Victoires
Publié le 11.01.2018
Cher journal,
Il fallait que je passe ce matin devant une boutique de bronzage, où des corps athlétiques et grâcieux s’étiraient dans un halo jaune et vert, auquel le ciel véritable et gris ajoutait une nuance ironique, pour que je m’aperçoive que je n’ai pas vu le soleil depuis plusieurs jours. Les pensées de cette nature, lorsqu’elles nous viennent, nous donnent l’impression de revenir soudainement en nous-même, comme si nous venions de passer les jours précédent ailleurs. On se réinstalle à nos propres commandes, et comme lorsqu’on s’approprie la place du conducteur dans une automobile, on réajuste le siège et on vérifie l’inclination des miroirs. C’est ainsi que je me suis aperçu que j’avais laissé trop de tristesse m’envahir, et que je devais m’employer à la chasser. Mais en réexaminant avec plus de soin les semaines précédentes, j’ai constaté que j’avais fait plusieurs répétition de la même scène avant la première de ce matin; et j’ai revu ces moments où je me suis soudainement dit : “tiens, rien ne va”. Plutôt que de suivre ces pensées quand elle m’était venues et d’en prendre bonne note, j’ai fermé les yeux - ce qui m’a ensuite fait, je crois, commettre plusieurs erreurs et présumer de mes forces.

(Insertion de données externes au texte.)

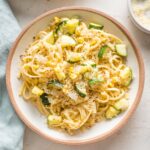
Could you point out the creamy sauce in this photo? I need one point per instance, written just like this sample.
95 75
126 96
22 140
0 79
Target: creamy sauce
141 9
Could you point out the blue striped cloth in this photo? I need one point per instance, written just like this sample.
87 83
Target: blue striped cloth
11 128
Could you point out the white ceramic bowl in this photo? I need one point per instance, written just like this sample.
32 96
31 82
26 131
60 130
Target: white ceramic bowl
29 114
135 20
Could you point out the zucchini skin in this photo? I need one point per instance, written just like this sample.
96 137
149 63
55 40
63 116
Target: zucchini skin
96 26
102 51
44 99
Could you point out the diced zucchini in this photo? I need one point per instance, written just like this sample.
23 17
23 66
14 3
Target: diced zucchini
54 120
111 113
122 105
49 38
60 25
102 51
73 57
90 63
37 91
80 87
95 81
73 95
66 40
74 72
96 26
70 26
55 83
121 50
126 76
59 73
44 99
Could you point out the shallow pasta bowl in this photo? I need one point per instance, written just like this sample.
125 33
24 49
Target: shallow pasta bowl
30 115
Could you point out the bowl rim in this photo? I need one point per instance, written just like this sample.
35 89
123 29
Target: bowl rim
131 110
135 20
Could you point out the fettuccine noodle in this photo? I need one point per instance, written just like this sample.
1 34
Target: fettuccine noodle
75 74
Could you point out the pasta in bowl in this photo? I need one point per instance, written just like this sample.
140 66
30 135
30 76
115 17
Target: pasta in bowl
77 73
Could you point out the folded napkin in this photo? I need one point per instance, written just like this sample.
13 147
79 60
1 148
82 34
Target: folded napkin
11 128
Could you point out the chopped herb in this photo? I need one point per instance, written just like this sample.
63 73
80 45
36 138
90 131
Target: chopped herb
44 99
102 51
55 83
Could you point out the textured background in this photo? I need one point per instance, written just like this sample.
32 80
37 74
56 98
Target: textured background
136 134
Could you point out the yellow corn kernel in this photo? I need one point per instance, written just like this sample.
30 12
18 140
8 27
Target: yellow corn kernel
37 91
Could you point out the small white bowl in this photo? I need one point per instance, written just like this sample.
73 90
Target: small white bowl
135 20
31 116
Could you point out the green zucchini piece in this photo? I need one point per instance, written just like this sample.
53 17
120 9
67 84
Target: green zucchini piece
55 83
59 26
70 26
95 81
73 57
111 112
81 89
126 76
121 50
44 99
102 51
66 40
122 105
96 26
89 63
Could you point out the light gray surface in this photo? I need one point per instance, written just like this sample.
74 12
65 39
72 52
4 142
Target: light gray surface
136 134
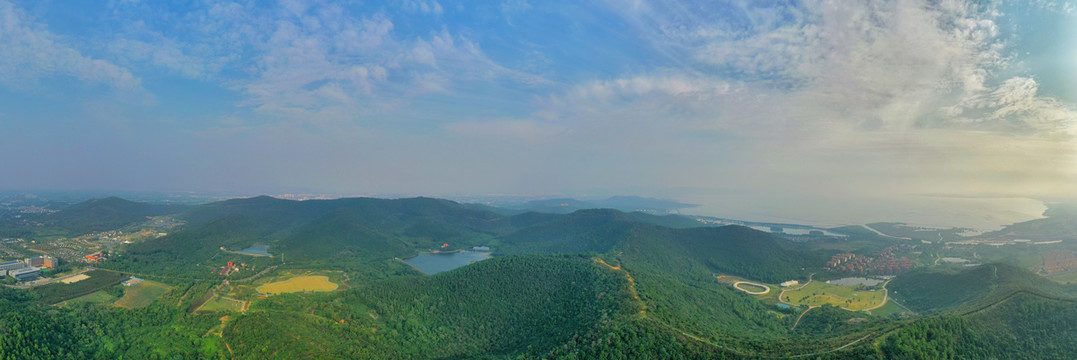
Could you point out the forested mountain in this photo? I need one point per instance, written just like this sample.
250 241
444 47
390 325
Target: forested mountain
590 284
931 292
106 213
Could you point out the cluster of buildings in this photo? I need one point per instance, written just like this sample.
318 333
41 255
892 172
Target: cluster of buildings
27 270
883 263
1055 262
838 260
95 258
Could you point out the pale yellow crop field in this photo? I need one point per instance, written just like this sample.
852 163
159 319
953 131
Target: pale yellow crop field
297 285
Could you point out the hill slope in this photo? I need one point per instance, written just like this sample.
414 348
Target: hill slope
107 213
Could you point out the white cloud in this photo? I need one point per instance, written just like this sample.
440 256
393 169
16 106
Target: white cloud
425 7
30 52
506 129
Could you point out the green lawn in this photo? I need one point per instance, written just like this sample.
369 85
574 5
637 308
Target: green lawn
817 293
94 298
141 294
58 292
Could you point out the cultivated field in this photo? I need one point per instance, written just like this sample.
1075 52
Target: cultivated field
141 294
817 293
57 292
298 284
74 278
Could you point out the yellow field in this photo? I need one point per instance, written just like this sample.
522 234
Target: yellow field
298 284
74 278
819 293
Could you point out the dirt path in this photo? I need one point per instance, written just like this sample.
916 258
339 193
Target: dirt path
801 317
631 285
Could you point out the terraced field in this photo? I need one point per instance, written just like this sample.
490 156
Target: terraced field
318 282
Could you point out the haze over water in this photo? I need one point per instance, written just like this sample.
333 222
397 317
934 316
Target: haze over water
982 213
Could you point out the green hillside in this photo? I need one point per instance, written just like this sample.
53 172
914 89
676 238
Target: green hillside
591 284
932 292
501 307
107 213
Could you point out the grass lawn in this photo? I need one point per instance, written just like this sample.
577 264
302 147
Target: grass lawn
141 294
890 308
94 298
298 284
57 292
817 293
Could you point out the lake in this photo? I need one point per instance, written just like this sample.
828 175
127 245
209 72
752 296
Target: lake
852 281
433 263
257 250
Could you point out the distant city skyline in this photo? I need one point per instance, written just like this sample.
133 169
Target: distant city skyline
814 110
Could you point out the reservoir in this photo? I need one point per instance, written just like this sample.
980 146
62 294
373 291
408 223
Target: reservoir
257 250
433 263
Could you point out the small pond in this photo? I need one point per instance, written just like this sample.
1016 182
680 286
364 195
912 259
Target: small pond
852 281
433 263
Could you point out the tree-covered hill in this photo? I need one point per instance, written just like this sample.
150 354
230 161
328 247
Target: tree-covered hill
106 213
932 292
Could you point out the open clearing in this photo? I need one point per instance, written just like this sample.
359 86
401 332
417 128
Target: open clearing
817 293
222 304
318 282
752 288
94 298
1064 278
141 294
74 278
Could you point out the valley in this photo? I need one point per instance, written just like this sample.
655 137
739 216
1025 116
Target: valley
377 278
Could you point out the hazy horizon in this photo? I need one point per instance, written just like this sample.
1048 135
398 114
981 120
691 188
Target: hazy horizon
955 112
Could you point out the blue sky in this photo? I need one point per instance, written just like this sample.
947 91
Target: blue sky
730 102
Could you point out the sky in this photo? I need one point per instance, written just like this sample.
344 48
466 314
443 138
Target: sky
834 111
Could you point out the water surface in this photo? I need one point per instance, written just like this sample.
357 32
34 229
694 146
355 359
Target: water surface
433 263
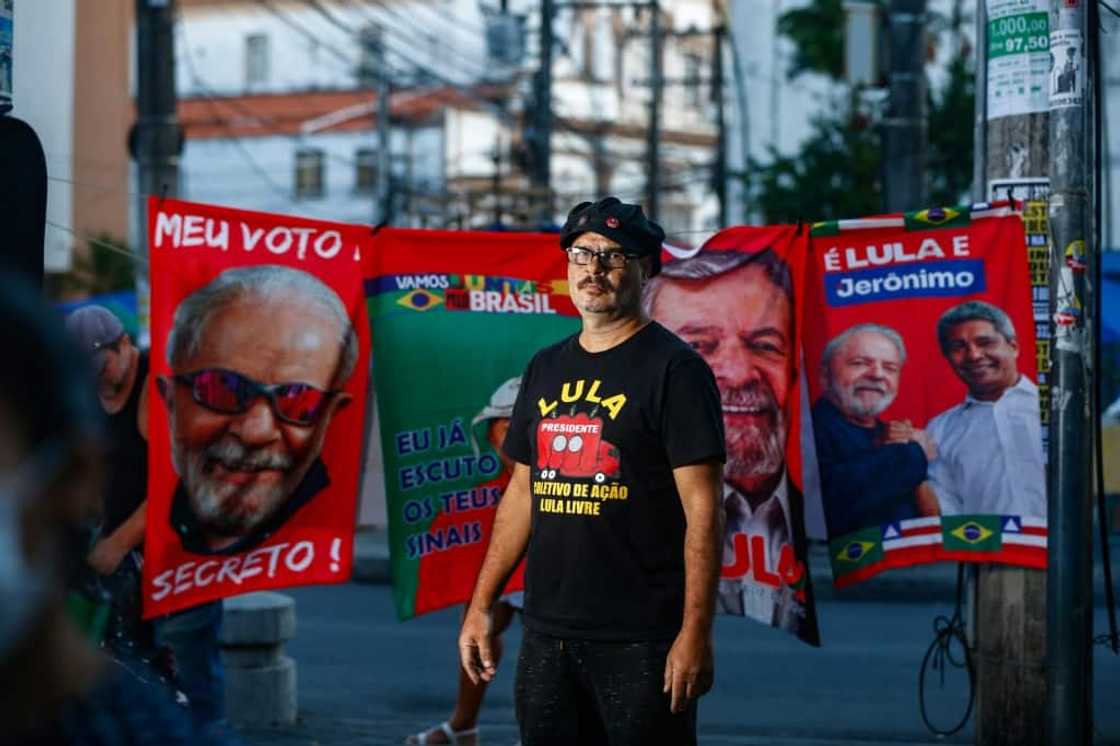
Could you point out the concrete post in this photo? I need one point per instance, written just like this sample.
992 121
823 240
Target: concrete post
260 683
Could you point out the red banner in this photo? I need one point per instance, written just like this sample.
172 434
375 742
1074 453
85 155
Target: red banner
259 374
924 390
456 316
734 300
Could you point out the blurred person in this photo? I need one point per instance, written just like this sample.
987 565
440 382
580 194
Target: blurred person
258 357
58 689
870 469
989 446
462 727
614 502
736 310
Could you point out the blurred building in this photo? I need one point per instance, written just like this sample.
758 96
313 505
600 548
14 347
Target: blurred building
278 100
71 72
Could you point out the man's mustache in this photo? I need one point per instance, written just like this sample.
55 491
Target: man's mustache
234 456
599 282
754 398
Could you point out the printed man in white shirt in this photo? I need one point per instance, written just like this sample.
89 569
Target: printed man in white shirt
990 451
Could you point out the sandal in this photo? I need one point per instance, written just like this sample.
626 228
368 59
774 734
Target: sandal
468 736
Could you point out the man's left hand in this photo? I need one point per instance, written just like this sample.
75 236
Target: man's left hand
105 557
690 669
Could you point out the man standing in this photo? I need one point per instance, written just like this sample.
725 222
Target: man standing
990 448
736 309
617 443
122 389
870 469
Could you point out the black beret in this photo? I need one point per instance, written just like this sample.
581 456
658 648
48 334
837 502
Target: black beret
621 222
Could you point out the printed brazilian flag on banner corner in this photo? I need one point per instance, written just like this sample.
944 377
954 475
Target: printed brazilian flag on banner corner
855 551
455 318
978 533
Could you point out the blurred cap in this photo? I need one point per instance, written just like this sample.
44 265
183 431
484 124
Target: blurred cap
621 222
94 328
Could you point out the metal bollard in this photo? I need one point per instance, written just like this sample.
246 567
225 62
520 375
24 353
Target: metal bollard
260 680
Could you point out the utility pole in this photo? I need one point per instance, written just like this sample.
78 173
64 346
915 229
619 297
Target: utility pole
653 131
541 141
905 126
719 169
157 138
1070 594
496 180
1013 161
383 207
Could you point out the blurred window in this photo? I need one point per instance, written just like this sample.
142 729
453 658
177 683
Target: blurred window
309 174
365 179
257 61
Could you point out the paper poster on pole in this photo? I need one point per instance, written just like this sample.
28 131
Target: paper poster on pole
1018 57
920 343
1032 194
255 402
6 54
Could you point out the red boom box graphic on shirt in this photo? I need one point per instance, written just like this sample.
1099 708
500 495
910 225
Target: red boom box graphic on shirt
572 446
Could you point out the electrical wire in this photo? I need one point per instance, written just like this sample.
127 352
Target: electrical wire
940 654
101 244
428 37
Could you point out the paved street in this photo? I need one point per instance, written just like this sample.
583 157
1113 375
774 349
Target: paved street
366 679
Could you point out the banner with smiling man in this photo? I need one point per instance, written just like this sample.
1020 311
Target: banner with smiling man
735 301
259 371
920 347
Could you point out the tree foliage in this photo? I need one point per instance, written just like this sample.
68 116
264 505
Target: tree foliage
837 173
817 31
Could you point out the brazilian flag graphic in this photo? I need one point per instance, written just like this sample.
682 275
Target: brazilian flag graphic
938 217
827 227
420 299
856 550
979 533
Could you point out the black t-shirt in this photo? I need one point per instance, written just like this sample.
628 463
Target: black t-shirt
127 482
602 434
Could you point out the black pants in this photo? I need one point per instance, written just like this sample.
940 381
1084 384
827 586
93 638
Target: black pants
584 692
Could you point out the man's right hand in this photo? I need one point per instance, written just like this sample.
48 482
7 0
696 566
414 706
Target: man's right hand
106 556
898 431
929 447
476 651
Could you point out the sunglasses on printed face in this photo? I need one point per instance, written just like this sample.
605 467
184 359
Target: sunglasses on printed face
229 392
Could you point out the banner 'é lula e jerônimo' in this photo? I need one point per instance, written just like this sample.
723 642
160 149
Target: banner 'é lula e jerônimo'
922 372
257 399
455 317
734 301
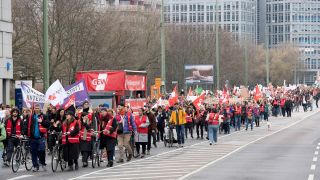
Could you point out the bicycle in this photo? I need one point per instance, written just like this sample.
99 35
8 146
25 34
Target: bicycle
96 150
57 155
22 155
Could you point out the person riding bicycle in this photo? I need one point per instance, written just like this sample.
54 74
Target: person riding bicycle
85 137
13 129
109 136
3 136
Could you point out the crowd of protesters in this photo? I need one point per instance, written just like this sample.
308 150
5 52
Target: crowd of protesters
116 127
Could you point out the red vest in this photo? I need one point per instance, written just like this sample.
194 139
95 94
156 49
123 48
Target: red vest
238 110
140 121
108 128
18 127
188 119
89 133
72 140
213 119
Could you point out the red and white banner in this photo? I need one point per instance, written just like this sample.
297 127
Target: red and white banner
135 82
135 104
103 81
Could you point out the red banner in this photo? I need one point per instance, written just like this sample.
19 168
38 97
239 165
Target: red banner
103 81
135 104
135 82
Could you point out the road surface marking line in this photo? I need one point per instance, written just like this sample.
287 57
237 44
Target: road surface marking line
242 147
147 170
20 177
152 157
141 177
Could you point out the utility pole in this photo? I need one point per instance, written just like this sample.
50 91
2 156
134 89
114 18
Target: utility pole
45 47
217 46
267 55
163 50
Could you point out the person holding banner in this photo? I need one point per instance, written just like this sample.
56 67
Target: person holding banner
37 132
13 129
71 140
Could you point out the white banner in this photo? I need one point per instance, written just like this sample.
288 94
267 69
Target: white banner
31 96
56 94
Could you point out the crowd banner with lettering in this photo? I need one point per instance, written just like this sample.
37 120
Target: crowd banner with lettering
77 92
31 96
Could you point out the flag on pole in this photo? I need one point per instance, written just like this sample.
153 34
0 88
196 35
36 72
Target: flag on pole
198 102
173 97
56 94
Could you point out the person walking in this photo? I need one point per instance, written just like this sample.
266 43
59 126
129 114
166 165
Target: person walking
37 131
109 137
142 122
178 118
71 140
213 126
126 126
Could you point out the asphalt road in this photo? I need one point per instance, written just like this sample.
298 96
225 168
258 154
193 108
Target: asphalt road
290 154
257 154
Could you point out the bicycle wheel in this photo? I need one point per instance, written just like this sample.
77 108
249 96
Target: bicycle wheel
54 160
63 164
28 159
16 160
94 155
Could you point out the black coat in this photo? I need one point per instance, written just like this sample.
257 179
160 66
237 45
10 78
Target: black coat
71 151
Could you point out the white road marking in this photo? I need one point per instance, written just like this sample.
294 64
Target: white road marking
141 177
20 177
315 159
311 177
152 157
238 149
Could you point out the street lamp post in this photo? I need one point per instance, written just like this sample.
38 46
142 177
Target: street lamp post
163 50
217 46
45 47
267 55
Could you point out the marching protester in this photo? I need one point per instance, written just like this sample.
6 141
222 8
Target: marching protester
13 129
109 136
142 122
85 137
37 131
189 122
71 140
3 136
178 118
126 126
152 128
213 126
161 121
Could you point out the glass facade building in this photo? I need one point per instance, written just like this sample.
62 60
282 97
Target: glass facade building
297 22
236 16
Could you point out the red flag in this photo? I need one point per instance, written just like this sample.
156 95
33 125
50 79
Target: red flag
190 92
197 102
258 93
173 97
70 102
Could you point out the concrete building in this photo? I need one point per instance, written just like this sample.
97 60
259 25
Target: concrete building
296 22
236 16
6 65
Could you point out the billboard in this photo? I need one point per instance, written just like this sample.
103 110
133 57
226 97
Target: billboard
198 74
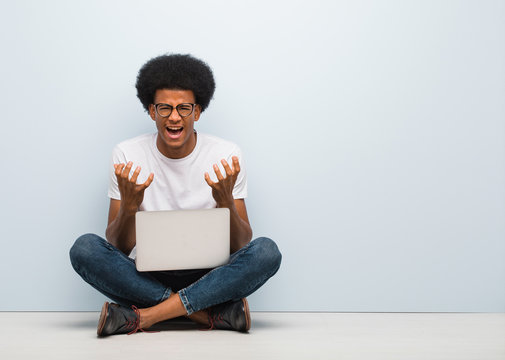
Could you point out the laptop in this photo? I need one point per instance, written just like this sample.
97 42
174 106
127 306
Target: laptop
182 239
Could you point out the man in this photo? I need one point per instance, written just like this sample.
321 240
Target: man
172 171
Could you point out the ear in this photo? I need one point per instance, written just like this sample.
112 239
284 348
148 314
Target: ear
198 111
152 112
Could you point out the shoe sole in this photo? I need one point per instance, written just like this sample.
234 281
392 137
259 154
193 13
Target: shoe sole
247 315
103 317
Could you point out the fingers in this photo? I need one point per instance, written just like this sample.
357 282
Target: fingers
148 181
135 175
229 172
208 180
218 172
126 170
117 169
122 172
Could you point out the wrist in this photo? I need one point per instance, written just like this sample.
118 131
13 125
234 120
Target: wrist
230 204
127 211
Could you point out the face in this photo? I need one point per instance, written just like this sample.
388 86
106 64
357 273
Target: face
176 138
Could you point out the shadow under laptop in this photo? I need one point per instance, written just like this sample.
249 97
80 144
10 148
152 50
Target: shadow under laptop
180 323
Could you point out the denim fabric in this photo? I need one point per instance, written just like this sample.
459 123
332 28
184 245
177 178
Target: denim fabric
113 273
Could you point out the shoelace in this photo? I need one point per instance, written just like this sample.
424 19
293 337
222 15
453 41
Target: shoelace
136 324
212 320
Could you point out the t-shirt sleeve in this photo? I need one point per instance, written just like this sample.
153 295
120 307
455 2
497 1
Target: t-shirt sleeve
118 157
240 188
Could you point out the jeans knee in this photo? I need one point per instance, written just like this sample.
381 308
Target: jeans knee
82 249
269 253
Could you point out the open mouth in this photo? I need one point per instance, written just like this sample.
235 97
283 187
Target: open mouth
174 131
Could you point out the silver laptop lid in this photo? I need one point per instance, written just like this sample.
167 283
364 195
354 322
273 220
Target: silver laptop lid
182 239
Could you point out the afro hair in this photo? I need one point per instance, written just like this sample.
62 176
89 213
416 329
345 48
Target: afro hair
177 72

Je m’aperçois alors qu’il ne me paraît acceptable ni de m’apitoyer sur mon propre sort, ni de m’essayer à un stoïcisme que je ne parviens pas à tenir. Et tandis que je réfléchis à cette espèce de Zugzwang, il me semble là encore n’avoir eu à faire, ces derniers temps, qu’une série de pareils mauvais choix - ce qui explique du reste cet accès de pessimisme, cette surchauffe, ma mauvaise humeur comme une fumée qui envahit peu à peu mes pensées, et se transforme insensiblement en un de ces incendies souterrains qui peuvent durer des années. Et à force de brûler de la sorte sans chercher les moyens de m’éteindre, je suis devenu invivable. La semaine précédente, invité chez un couple d’éthologues qui vivent avec différents singes, j’ai insulté leur chimpanzé, parce qu’il me sautait sur la tête et j’avais peur d’attraper ses puces. Ils me signalent que je risque d’aggraver fortement ses prédispositions à la violence. Je vais leur envoyer un chèque - ça n’arrangera rien aux affaires de la pauvre bête, mais ils arrêteront de m’écrire.
À quel moment ai-je décider de me préoccuper de garder une humeur égale et de me juger presque entièrement sur ce seul critère ? Lorsque je voyais autour de moi les chaudières des sidewheelers voisins exploser, ressentais-je alors déjà du dégoût ou est-ce ce spectacle qui m’a convaincu que c’était là ce que je devais plus changer ? Lorsqu’on vint m’expliquer, à tant de reprises, que je ne me contrôlais pas ? Quand l’énergie m’est devenue plus rare et que je ne pouvais plus la gaspiller de la sorte ? Comme pour venir au crédit de cette dernière hypothèse, je me sens désormais incapable d’une nouvelle conversion, je ne me vois pas changer de règle. Mais quel choix absurde, et comme j’aimerais en avoir fait un autre ! Il me semble, à présent, que j’ai cru que le plus difficile devait encore être le meilleur. Comme lorsque, dans une promenade, on s’est perdu et on ne revient pas en arrière devant le premier chemin rempli de ronces - lorsqu’on l’a traversé, les chevilles mordues par les chausses-trappes que la végétation nous a greffé, on ne fera plus demi-tour, par fierté, car on ne voudrait pas avoir franchi un obstacle pour rien.
Non seulement, j’ai mal choisi, mais il me semble parfois que ce que j’ai pris pour de la tempérance, bien souvent, n’est qu’une plongée progressive dans l’apathie. Lorsque je parvins à vaincre ma colère, je crois que j’ai réussi à maîtriser une de mes petitesses; mais en réalité, je ne fais qu’abandonner la lutte. Les colères reviendront, innombrables, mais elles dureront simplement de moins en moins longtemps. Peut-être est-ce le sens de mon abattement du moment - j’ai le sentiment qu’il n’existe pas de victoire possible sur soi-même.